US 11,676,572 B2
Instantaneous learning in text-to-speech during dialog
Vijayaditya Peddinti, San Jose, CA (US); Bhuvana Ramabhadran, Mt. Kisco, NY (US); Andrew Rosenberg, Brooklyn, NY (US); and Mateusz Golebiewski, Mountain View, CA (US)
Assigned to Google LLC, Mountain View, CA (US)
Filed by Google LLC, Mountain View, CA (US)
Filed on Mar. 3, 2021, as Appl. No. 17/190,456.
Prior Publication US 2022/0284882 A1, Sep. 8, 2022
Int. Cl. G10L 17/02 (2013.01); G10L 13/08 (2013.01); G10L 15/187 (2013.01)

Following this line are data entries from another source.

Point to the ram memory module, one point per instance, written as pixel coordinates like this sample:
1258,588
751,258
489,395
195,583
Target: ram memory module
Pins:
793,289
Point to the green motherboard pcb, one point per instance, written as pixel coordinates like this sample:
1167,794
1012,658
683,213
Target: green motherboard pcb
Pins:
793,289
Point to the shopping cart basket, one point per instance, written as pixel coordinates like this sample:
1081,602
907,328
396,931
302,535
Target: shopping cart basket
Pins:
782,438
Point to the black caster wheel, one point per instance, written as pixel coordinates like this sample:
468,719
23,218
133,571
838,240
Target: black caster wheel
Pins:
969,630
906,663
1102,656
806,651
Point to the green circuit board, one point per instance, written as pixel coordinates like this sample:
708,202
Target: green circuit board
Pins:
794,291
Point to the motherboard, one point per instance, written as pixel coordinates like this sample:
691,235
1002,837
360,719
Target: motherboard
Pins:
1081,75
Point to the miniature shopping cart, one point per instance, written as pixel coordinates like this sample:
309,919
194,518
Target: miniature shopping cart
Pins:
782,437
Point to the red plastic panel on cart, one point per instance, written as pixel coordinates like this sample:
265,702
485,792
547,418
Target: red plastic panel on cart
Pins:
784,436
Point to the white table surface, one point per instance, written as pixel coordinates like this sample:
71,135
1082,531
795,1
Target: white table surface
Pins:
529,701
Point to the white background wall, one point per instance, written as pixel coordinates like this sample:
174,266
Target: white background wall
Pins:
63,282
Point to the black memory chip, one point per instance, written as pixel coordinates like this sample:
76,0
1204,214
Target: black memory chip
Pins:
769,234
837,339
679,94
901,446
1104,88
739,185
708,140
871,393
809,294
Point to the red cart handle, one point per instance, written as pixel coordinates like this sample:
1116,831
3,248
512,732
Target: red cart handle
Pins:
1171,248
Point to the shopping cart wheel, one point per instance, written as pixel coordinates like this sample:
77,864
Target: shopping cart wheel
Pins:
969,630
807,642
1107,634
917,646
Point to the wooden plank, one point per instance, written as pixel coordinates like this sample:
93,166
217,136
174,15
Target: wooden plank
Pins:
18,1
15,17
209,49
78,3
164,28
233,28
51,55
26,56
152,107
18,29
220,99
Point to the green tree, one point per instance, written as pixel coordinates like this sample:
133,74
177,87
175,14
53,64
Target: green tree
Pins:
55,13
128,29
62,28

CPC G10L 13/08 (2013.01) [G10L 15/187 (2013.01)] 24 Claims
OG exemplary drawing
 
13. A system comprising:
data processing hardware; and
memory hardware in communication with the data processing hardware, the memory hardware storing instructions that, when executed on the data processing hardware, cause the data processing hardware to perform operations comprising:
receiving a user pronunciation of a particular word present in a query spoken by a user;
receiving a text-to-speech (TTS) pronunciation of the same particular word that is present in a TTS input, the TTS input comprising a textual representation of a response to the query, and the TTS pronunciation of the particular word is different than the user pronunciation of the particular word;
obtaining user pronunciation-related features associated with the user pronunciation of the particular word;
obtaining TTS pronunciation-related features associated with the TTS pronunciation of the particular word;
generating, as output from a pronunciation decision model configured to receive the user pronunciation-related features and the TTS pronunciation-related features as input, a pronunciation decision selecting the one of the user pronunciation of the particular word or the TTS pronunciation of the particular word that is associated with a highest confidence for use in TTS audio;
synthesizing, using a TTS system, the TTS audio by converting the textual representation of the response to the query into the TTS audio using the one of the user pronunciation of the particular word or the TTS pronunciation of the particular word that was selected by the pronunciation decision output from the pronunciation decision model; and
providing, for audible output from a user device associated with the user, the TTS audio, the TTS audio comprising a synthesized speech representation of the response to the query.